The second option is to renounce citizenship and depart the country --- as there is no other way to escape the power of the IRS. But be warned --- expatriation only will avoid future tax debts and conformity issues. The only way to correctly relinquish is to essentially come forward about all offshore foreign bank financial accounts and actually forfeit an expatriation tax (many commenters have noted that it was easier to leave cold war USSR with your wealth intact than the modern day USA. .)

The third option is to simply file amended returns and not mention to the IRS that you are seeking to voluntarily disclose. This is known as a "quiet" or "soft" disclosure. This is basically a "cheap" alternative and that's is only advantage . But the horrible possibilities are that you may give the Internal Revenue Service a roadmap to charge you criminally, and if you are caught, you are experience a pain of high penalties and a nasty and real possibility of criminal charges.

The Department of Justice states that it has begun prosecutions on people who have attempted soft disclosures. So this option has some serious problems

There are other problems with "Quiet Disclosures." One reason is that a soft disclosure does not remedy the matter of the taxpayer's non-compliance in FBAR filing; failing to filing an FBAR can be a criminal charge just by itself. As a result filing a quiet disclosure 't go far enough to eliminate any possibility of criminal charges. In fact, the amended return might --- well here's the terrific dilemma with this option --- it does nothing about the failure to FBAR forms. There are still criminal and civil investigations that may be pending for failing to file an FBAR, but simply give the Internal revenue service a very handy to locate you.

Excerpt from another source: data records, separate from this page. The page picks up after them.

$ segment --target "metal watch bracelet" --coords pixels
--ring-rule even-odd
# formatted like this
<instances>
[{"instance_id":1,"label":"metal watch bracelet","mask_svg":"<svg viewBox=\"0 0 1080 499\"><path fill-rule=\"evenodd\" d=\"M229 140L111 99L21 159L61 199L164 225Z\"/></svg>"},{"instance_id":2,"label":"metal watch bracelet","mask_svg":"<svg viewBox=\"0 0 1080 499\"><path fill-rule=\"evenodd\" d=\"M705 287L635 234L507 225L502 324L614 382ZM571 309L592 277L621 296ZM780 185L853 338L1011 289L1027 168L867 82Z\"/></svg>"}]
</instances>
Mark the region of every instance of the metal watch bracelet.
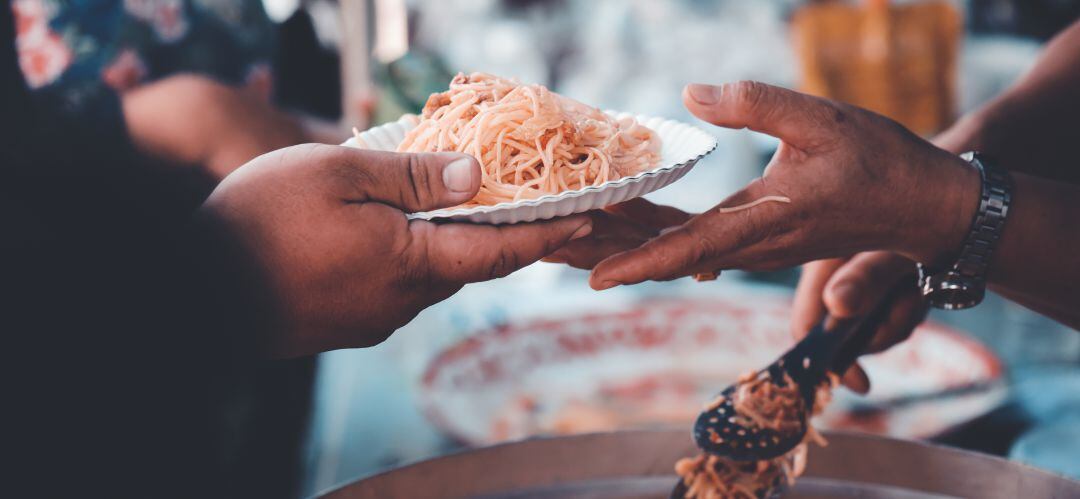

Option 4: Pre-emptive Disclosure and Negotiation (" Offshore Voluntary Disclosure Initiative") This is the best option. Even though the time to file under the 2011 initiative has expired, there is time to act. The only thing that passed on August 31, 2011 was the particular standards terms of the 2011 disclosure. It was simply a pre-agreed upon penalty arrangement. The Internal revenue service always welcomes voluntary disclosures.

There are only 2 requirements. Initially, the taxpayer can not be under audit. In addition, the source of the funds in the foreign bank accounts can not be from an illegal source. Like drug trafficking or money laundering.

Such pre-emptive off-shore disclosures and negotiations must be handled by a qualified OVDI attorneys, experienced in foreign compliance and delicate IRS negotiations.